Uncategorized | August 10, 2004
As readers and writers, we often take the (apparently) simple gift of communication for granted. We speak, we listen; we write, we read; we gesture, we interpret. We study the details, we parce nuance. But Linda Lawson’s essay, “Facilitated Communication,” which reflects upon her son Craig’s autism and the complications it creates in the realm of language, reminds us of both the challenges and joy of human conversation. The essay originally appeared in TMR 25:3 (2002).
Right now he doesn’t seem to be listening to anything but wind and water. Silently I watch him smile toward the ocean, enjoying it so thoroughly and independently that even passersby turn and gaze.
Of course, body language, too, has limits. Soon after the dog reorients itself and runs south toward its proper owner, Craig turns and puts his hand in mine, only to immediately pull it away, repeating these steps over and over as if trying for a better grip. Wordlessly we attempt every combination of hands: mine in his, his in mine; fingers loose, fingers tight; my hand up, my hand down. As we grapple he walks a few steps north, then inland, then back toward the surf. Does he want to walk? Stand in a new position? Leave the beach entirely? To others it might appear we’re engaged in some kind of hand jive, that he’s trying to describe with his hands some discomfort or anxiety he cannot voice, but in fact we’re just trying to get comfortable. I think. Even in this realm I don’t know with certainty what my son is trying to say.

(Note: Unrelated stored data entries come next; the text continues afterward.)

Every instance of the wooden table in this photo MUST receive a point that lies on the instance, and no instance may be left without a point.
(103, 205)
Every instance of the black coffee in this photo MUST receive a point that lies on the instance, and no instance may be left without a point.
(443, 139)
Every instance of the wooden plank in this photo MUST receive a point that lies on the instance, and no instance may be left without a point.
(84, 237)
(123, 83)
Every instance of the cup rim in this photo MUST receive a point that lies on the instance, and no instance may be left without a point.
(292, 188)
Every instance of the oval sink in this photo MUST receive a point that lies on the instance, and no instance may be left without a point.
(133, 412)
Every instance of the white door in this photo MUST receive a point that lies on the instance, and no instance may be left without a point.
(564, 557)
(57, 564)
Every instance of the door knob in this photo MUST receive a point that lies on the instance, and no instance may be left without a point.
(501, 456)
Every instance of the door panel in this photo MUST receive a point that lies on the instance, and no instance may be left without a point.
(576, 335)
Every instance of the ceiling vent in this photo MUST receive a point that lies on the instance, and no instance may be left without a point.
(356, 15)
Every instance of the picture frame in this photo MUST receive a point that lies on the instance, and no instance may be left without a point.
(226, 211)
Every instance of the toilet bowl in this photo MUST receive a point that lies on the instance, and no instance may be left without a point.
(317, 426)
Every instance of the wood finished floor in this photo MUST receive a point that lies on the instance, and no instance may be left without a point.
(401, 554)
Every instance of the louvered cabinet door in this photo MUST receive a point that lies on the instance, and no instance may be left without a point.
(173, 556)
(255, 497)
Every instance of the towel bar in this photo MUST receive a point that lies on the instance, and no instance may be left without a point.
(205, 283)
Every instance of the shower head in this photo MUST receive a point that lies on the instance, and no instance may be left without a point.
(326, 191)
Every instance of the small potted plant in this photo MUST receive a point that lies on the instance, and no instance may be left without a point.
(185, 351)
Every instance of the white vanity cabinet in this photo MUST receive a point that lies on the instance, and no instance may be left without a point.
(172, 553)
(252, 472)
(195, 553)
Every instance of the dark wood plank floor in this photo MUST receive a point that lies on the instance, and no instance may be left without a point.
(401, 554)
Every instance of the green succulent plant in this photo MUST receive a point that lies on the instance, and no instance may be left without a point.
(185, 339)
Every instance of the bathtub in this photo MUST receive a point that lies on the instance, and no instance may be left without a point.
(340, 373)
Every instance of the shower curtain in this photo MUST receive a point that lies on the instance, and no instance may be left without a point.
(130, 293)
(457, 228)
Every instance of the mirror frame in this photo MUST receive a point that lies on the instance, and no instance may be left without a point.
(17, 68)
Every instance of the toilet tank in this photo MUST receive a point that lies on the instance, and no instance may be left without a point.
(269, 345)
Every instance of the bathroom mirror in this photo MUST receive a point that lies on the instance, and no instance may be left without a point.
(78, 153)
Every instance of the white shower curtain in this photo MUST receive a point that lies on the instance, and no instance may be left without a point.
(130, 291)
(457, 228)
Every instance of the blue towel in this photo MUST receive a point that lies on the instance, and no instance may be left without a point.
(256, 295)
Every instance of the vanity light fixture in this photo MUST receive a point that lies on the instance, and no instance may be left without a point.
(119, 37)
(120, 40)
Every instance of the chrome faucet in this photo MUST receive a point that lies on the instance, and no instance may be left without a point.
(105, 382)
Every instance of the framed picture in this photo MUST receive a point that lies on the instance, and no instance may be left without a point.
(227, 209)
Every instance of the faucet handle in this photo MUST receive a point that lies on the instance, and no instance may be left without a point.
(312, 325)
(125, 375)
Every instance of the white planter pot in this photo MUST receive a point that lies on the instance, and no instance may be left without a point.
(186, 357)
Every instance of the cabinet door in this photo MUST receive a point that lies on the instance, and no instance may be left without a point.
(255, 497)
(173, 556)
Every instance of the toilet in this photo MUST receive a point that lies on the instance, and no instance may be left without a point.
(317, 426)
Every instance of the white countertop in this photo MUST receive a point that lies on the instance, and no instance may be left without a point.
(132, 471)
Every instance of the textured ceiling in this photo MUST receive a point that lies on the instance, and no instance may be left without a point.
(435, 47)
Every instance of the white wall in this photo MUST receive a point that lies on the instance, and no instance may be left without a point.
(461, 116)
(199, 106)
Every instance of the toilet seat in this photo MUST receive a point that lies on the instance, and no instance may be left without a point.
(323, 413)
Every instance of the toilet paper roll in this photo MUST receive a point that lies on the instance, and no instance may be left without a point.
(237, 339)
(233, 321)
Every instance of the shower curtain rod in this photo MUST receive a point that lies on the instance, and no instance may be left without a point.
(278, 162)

At times like these I despise the necessity of communication. There’s no life without it, of course. Humanity couldn’t survive without the exchange of opinions and ideas. Forget art or literature—there’d be no bread to eat, no medicine, no sanitation, transportation or commerce. To society, communication is water and oxygen combined: elemental, necessary, given. Not so to the individual, or at least to some individuals.
I suppose what I resent are the physical demands of communication, the basic requirements of expression that when combined with a universal bias toward speech effectively exclude my son and other nonverbal people like him—folks with stroke, ALS, multiple sclerosis, throat cancer, muscular dystrophy—from typically full and productive lives. People who cannot speak, write or sign are no less human than those of us who can, yet their inability to communicate in ways the rest of us intuitively understand does relegate them to a lesser existence. While days still can be achingly rich—look at my son in the waves—I can’t register his pleasure without thinking also of joys he won’t know. The claim that a person can’t miss what he’s never had offers no comfort whatsoever. Who’s to say Craig doesn’t appreciate exactly how his life differs from his brother’s?